Here's one wake-up call: Chances are good that your cloud provider doesn't actually host your data. Most cloud providers use vast third-party data centers from companies like Amazon or Rackspace. That isn't necessarily a bad thing—dedicated data centers can be incredibly secure and stable—but it's important for you to know in advance. Be particularly cautious if the vendor uses data centers located outside of the United States, as laws regarding privacy may vary. Also, find out how your data will be protected. Does the data center offer redundant backup, preferably with some geographic redundancy? Is the data center (and the vendor, for that matter) regularly audited by an independent third party to ensure a high level of security?
Who can access my data, and is the data still mine?
Unless your provider allows you, and you alone, to hold the encryption key, it's possible that your data will be accessible to others, particularly the employees of the cloud provider and/or the data center.
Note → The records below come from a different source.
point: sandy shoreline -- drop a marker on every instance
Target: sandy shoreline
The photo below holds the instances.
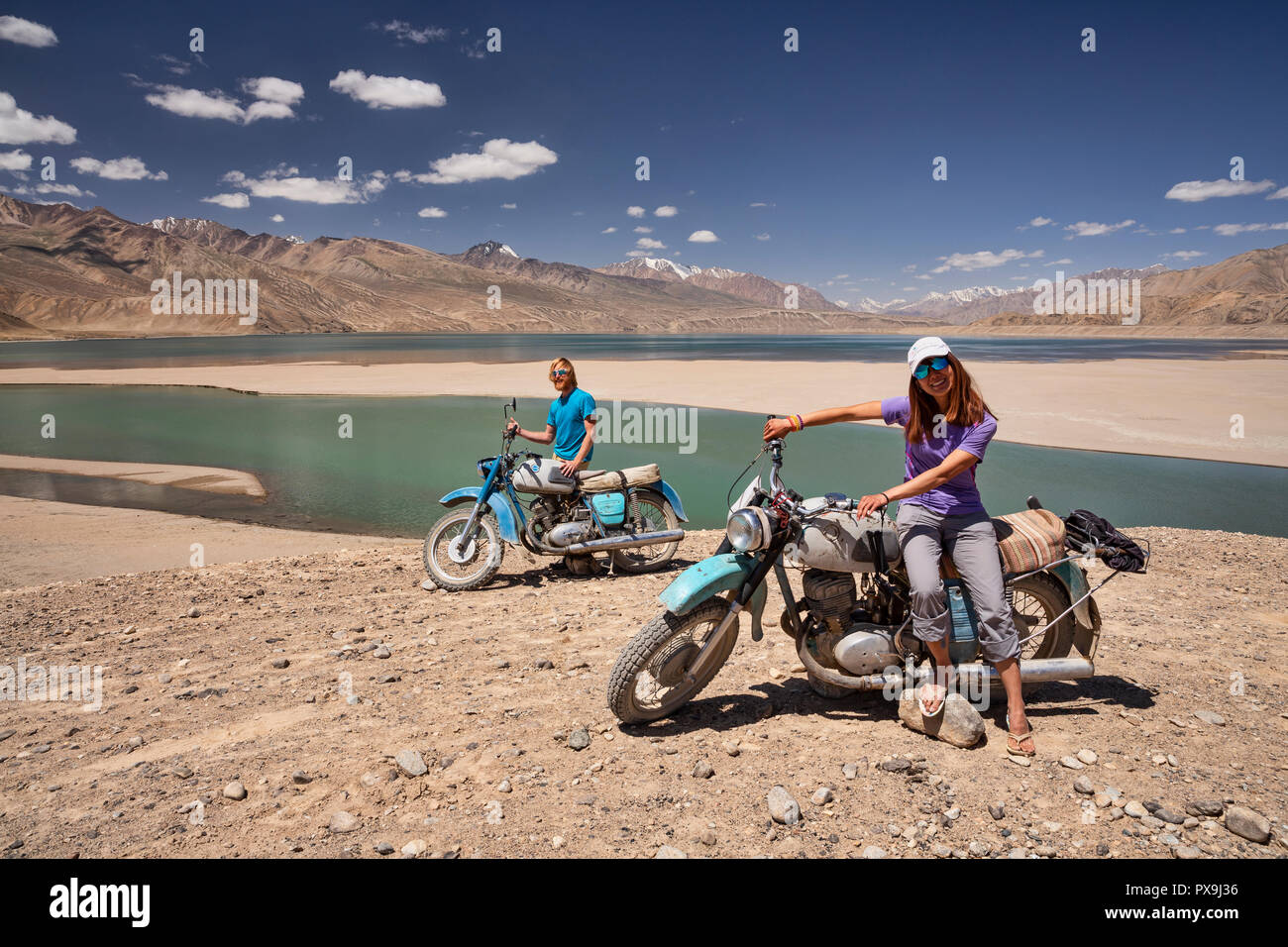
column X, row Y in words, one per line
column 1166, row 407
column 211, row 479
column 47, row 541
Find out what policies and procedures they have in place to protect their customers, like limiting access only to a very small number of preapproved persons and providing thorough audit trails of any employee access to data. You'll also want to verify that you retain ownership of your data. Some free service providers have been known to claim that all data uploaded into their system are their property—an unacceptable scenario when it comes to client files.
What are my terms of service?
Terms of service, privacy policies, service-level agreements, ethics statements, disclaimers—what do they all mean? Take the time to read through these documents so you understand exactly what your provider will and won't do with your data. If you shudder at the idea of reading a terms-of-service agreement, the good news is that the terms for cloud providers are usually much simpler than those for software providers. As discussed above, pay particular attention to data ownership and access. Also, look for language regarding production of data. If served with a subpoena, will your provider give you notice before turning over your data?
How do I move on?
Breakups happen, even in the technology world. Maybe a new platform has hit the market that better fits your needs, or you're moving to a new firm that already has its own software in place. Whatever the reason, you need to able to get your critical client data out of the cloud provider's system in a non-proprietary format. Most providers will give you your data in a comma-separated values file. Keep in mind that the CSV won't necessarily be usable until you've re-imported it into a new system or otherwise processed it.
When you ask about the ability to remove data from the system (the provider may refer to this as data portability), also ask about the policy for eliminating data. That is, if you decide to leave the service, how and when will the company erase your firm's data from its servers? You don't want your data lingering on its servers after you've moved on.
Selecting new tools for your practice should be viewed as an investment, both in time and money. A smart investment can help your firm be more efficient and help you be a more effective practitioner. An unwise, careless investment can seriously undermine your hard work. Take the time upfront to carefully consider your potential cloud-computing partners so that your firm will enjoy the best possible result.